Formada por Rick Danko, Levon Helm, Garth Hudson, Richard Manuel e Robbie Robertson, a The Band não começou fazendo o sucesso que viria a fazer no futuro. O início deles é muito interessante porque eles começaram realmente como banda de apoio de Ronnie Hawkins, entre 1958 e 1963, em Toronto, no Canadá. Eles lançaram uns singles, mas as famosas “diferenças criativas” acabaram separando o grupo do vocalista – leia-se: eles não queriam mais ser meros empregados de Hawkins.

Depois disso, eles estrearam no circuito como Levon Helm Sextet, depois mudaram para Levon and the Hawks. E foi nesse período que eles conheceram a lenda do blus Sonny Boy Williamson e conseguiram fechar para ser a banda de apoio do gaitista, mas ele morreu pouco tempo depois sem nunca ter feito um show com o que viria a ser a The Band.

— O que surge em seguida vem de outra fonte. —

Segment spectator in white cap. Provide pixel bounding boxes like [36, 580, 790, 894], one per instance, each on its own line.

Em 1964, um encontro mudaria a vida da banda: eles conheceram Bob Dylan, que estava gravando Bringing It All Back Home e desejava mudar de estilo. Ao ver uma apresentação deles, o cantor, acostumado com seu violão, resolveu partir para uma nova experiência e decidiu gravar um álbum com metade das canções acústicas de metade com guitarras. Dylan desejava ter Helm e Robbie Robertson em sua nova turnê, mas, por lealdade aos amigos, os dois recusaram e fizeram uma proposta: que ele contratasse a todos. Foi assim que nasceu a Bob Dylan and the Band, que tocou junta entre setembro de 1965 e maio de 1966, ano em que o cantor, depois de ser chamado de Judas por um fã em Manchester, apresentou a versão mais pesada já tocada de “Like a Rolling Stone” tocada por ele.

As históricas vaias Dylan nas partes elétricas das apresentações afetaram muito o psicológico de Helm – ele saiu do grupo e, como terapia, foi trabalhar em uma plataforma de petróleo no Golfo do Novo México. Durante o período, algumas gravações foram feitas, porém com o grupo atuando de forma separada a maior parte do tempo. No final, quase tudo foi descartado.

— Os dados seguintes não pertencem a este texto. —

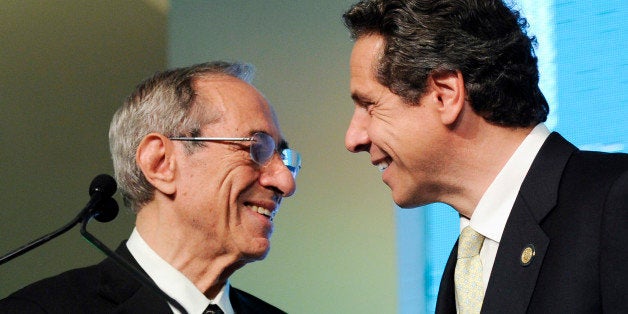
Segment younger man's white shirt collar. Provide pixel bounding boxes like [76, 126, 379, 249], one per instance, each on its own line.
[126, 228, 234, 314]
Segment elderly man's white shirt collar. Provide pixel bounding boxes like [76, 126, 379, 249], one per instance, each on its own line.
[126, 228, 234, 314]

O que mudou mesmo a história desses cinco caras acabou sendo a aposentadoria forçada de Bob Dylan depois do famoso acidente de moto que sofreu em Woodstock. Esse período acabou sendo superprodutivo para todos, porque gerou o que viria a ser a famosa série The Basement Tapes, histórico disco do cantor lançado apenas nos anos 1970, em que eles foram creditados como The Crackers. Ao terminar esse trabalho, eles alugaram uma casa rosa em West Saugerties, que ganhou o apelido de ‘Big Pink’, para trabalharem em canções de um futuro disco. Aqui nascia Music from Big Pink, o primeiro disco de estúdio da The Band, nome escolhido por todos depois da recusa da gravadora do antigo. Robertson detestou por achar “presunçoso e, ao mesmo tempo, excessivamente humilde”.

O material usado durante as gravações era o de anos de trabalho entre ser Hawks, Crackers e a banda de apoio. Lançado em 1º de julho de 1968, o disco foi muito elogiado pela crítica, mas vendeu muito pouco em suas primeiras semanas. Só quando Al Kooper escreveu uma crítica elogiando o trabalho é que a coisa embalou de vez – o fato de ter Dylan como coautor de duas canções e ter escrito outra também colaborou para o aumento do interesse do público.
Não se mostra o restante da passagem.